From the New York Times, a surprisingly sedate list of ten books the contentious author and playwright Larry Kramer has picked for an imagined desert island sojurn:
“Remembrance of Things Past,” Marcel Proust, translated by C.K. Scott Moncrieff
The greatest (gay) novel, translated by its great (gay) translator. I much prefer this original English translation to all the subsequent attempts by others to make it into “In Search of Lost Time.”
“A Handful of Dust,” Evelyn Waugh
Waugh, along with P.G. Wodehouse, was one the greatest users of the English language. Both men just loved words and how to use them to their unusually best advantage. Anyone trying to master the English language would do well to study either one. Any of Waugh’s novels is impressive, but this one may be the best.
“The Iceman Cometh,” by Eugene O’Neill
This, with “Long Day’s Journey Into Night,” are the great American plays.
“Sweet Bird of Youth,” Tennessee Williams
A very underrated Williams play, written for his friend Tallulah Bankhead.
“IBM and the Holocaust,” Edwin Black
How one of America’s greatest technology companies came to Hitler’s aid. This will utterly and completely shock you, or it should.
“Eichmann in Jerusalem,” Hannah Arendt
Arendt was one of the greatest political philosophers and thinkers of the 20th century, and this is her masterpiece.
“The Big Sleep,” Raymond Chandler
Chandler is another great writer who loves words and language.
“The Adolescent,” Fyodor Dostoyevsky
The greatest Dostoyevsky novel for me. I first read it in the MacAndrew translation for Anchor Books, which bowled me over. The Penguin Classics edition, retitled “The Devils,” and translated by Jessie Coulson, is also good. Coulson was a great translator of Chekhov, so I have a warm spot for her.
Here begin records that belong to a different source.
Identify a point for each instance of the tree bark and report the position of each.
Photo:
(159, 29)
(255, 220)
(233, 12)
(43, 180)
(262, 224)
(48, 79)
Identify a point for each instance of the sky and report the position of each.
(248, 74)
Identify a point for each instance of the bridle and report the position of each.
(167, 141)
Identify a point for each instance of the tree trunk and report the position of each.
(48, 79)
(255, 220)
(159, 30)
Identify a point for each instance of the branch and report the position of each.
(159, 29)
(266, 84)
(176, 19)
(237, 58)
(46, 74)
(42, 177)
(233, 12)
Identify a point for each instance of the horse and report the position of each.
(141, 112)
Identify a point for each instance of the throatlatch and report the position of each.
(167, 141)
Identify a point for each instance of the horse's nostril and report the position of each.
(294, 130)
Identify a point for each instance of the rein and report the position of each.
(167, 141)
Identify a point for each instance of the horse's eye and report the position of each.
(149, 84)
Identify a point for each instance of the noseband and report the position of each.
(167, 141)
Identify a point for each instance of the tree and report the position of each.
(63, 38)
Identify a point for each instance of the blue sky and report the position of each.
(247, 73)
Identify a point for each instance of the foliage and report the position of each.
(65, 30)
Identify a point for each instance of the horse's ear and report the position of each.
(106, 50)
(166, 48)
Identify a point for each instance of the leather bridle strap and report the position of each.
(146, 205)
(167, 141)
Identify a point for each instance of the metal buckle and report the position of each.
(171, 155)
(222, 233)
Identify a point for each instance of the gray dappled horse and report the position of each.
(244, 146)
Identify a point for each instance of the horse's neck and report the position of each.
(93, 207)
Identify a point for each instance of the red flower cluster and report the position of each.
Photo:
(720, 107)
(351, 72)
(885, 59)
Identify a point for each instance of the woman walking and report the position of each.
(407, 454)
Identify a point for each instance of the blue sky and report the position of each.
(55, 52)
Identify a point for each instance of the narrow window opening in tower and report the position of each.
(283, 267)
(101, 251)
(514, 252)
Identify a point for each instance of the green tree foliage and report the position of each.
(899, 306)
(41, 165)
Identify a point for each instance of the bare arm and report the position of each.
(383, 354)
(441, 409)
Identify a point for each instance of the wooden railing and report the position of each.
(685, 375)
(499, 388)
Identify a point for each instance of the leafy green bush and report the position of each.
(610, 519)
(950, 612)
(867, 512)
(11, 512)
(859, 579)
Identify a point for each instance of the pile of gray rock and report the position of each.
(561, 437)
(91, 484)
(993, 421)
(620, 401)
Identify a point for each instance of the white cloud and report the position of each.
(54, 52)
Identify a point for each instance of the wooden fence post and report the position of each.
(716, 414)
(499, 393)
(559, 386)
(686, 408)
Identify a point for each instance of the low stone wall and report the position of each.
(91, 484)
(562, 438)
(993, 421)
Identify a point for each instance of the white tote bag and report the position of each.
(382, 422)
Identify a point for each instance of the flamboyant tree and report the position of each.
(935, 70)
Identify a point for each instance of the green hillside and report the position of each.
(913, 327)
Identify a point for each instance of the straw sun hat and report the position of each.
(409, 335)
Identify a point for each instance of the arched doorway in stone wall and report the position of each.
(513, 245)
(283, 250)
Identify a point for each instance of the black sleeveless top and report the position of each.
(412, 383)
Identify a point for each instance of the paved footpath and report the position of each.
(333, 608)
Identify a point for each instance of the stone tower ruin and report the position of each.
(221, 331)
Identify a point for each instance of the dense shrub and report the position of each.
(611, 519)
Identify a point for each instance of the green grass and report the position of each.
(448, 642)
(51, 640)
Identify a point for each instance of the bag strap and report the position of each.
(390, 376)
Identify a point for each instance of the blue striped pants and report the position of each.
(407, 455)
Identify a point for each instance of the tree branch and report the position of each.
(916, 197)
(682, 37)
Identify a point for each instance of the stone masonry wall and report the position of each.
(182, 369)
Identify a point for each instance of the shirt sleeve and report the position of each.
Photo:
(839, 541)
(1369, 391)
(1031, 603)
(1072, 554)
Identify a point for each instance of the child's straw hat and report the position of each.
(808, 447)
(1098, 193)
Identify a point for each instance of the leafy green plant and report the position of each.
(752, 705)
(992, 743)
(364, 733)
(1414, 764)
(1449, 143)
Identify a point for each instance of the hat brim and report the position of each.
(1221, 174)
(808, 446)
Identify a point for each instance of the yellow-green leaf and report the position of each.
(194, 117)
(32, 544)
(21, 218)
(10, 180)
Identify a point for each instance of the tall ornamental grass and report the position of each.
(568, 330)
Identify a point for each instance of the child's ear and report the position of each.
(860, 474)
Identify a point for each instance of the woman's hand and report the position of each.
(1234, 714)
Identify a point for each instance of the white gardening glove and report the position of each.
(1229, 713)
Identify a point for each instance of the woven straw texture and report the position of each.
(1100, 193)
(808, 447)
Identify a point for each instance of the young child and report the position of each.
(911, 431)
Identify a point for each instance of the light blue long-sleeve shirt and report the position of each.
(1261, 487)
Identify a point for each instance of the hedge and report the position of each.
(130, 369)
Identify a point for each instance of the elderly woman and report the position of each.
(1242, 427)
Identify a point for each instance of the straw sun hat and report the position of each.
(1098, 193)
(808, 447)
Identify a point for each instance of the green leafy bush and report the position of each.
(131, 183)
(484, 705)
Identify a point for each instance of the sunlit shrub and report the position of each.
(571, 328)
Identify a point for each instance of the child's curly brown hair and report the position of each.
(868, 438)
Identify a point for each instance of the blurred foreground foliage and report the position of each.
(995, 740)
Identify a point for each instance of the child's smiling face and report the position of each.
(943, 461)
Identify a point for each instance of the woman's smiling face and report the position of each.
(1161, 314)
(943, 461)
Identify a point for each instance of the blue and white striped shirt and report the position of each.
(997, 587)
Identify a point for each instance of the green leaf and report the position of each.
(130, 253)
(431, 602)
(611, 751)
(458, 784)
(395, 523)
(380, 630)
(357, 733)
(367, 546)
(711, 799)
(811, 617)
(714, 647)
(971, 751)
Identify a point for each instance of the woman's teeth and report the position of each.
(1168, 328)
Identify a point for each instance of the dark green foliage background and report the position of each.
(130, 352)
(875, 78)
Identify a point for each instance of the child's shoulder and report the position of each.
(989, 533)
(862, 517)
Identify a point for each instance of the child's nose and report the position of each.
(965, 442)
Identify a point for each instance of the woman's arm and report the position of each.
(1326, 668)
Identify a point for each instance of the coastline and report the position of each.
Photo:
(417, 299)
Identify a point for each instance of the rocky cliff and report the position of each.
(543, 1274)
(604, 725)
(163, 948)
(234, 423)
The Vintage edition is translated by Pevear and Volokhonsky, the current darlings of the purists.
“The Progress of Love,” Alice Munro
In fact, anything by Munro.
“Voices from Chernobyl,” Svetlana Alexievich
From the 2015 winner of the Nobel Prize for literature, comes one of the most heartbreaking records of destructive humanity that I’ve ever read.